Almost all the closed-source commercial security vendors spread FUD against open source. The most common thing they say is that their systems are better and that the TCO is lower for their systems. They have far larger marketing budgets than most of the open-source community, and are quite happy to portray very minor features and major new "technologies". The open-source community is usually more honest, and will only push features and techniques that make a real example. That may make them appear to be more naive, from a closed-source commercial point of view. One classic example is Qualcomm's advertising of Eudora's new "Launch Protect" technology to protect users from opening dangerous attachments. It actually consists of one dialog box which is presented when the user clicks on an attachment. All this does is make the user click one extra button to view the attachment. It doesn't add any real protection at all, but Qualcomm pushed it as a major new feature.

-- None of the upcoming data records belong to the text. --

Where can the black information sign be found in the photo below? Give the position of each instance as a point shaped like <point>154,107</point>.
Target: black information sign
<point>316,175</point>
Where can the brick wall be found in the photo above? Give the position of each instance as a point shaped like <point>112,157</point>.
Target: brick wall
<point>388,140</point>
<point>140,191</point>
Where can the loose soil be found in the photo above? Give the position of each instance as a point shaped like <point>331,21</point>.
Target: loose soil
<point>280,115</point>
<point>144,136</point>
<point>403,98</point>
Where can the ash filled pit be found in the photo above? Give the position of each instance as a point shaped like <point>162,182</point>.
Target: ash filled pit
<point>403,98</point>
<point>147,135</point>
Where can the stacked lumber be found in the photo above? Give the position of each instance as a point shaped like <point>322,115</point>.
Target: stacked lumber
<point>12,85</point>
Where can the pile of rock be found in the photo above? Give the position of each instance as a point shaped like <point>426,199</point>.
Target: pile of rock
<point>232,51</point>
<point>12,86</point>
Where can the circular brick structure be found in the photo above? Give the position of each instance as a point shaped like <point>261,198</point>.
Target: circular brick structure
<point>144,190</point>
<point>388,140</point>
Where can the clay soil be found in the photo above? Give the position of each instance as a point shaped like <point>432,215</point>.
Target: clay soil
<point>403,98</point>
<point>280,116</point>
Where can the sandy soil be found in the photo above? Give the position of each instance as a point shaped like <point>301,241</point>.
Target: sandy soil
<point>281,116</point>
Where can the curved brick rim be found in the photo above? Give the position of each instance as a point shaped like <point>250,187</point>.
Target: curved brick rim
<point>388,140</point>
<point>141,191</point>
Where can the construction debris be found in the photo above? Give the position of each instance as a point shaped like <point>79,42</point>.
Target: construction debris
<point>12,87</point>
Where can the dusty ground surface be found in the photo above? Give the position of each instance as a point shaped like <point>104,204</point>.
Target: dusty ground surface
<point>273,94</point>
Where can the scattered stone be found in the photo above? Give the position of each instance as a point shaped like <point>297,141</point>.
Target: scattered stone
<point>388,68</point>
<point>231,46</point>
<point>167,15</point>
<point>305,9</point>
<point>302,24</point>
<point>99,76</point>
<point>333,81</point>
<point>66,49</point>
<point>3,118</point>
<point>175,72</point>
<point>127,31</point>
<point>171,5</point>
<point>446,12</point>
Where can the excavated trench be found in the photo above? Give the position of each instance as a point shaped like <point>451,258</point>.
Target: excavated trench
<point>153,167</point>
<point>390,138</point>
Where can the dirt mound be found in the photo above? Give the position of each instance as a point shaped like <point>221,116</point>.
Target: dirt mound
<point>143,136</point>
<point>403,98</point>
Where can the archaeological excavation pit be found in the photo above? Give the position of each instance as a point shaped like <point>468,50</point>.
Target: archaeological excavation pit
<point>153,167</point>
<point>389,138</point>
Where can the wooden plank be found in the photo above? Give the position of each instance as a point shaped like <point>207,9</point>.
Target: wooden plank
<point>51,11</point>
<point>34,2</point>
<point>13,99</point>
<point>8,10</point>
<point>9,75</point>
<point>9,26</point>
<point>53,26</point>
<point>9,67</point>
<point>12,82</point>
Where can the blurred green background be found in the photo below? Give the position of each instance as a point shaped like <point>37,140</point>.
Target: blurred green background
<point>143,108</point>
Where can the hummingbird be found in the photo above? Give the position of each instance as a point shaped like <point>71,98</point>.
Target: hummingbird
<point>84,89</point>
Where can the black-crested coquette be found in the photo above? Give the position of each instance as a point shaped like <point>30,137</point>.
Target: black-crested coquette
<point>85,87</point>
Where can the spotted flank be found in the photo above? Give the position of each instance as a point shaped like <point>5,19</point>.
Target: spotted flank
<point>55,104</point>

The TCO concern is pushed on the basis that the closed-source vendors have these wonderful teams of technical support staff who will solve complex problems in an instant. Anyone who has dealt with most of these companies will be painfully aware of the real truth of this marketing. How many closed-source vendors will give you the email addresses of individual members of the development team?

They are very wrong when it comes to the quality and speed of support available. Current users know how good the support for open-source applications can be, compared to the paid-for support they are getting from closed-source vendors. If you want to see an example of this, take a look at the MailScanner "user testimonials guestbook" where users write their honest opinions of the value of the software itself as well as the quality and speed of support they get.
The guest book contents is completely unedited except for the removal of advertising spam.

Very little. The main problem is being able to purchase commercial support contracts. Most organisations are happier knowing that there is always someone they can contact by phone or email, regardless of the time of day or the fact they are paying for this support. More companies like Fortress Systems Ltd and LinuxIT are needed to provide commercial support.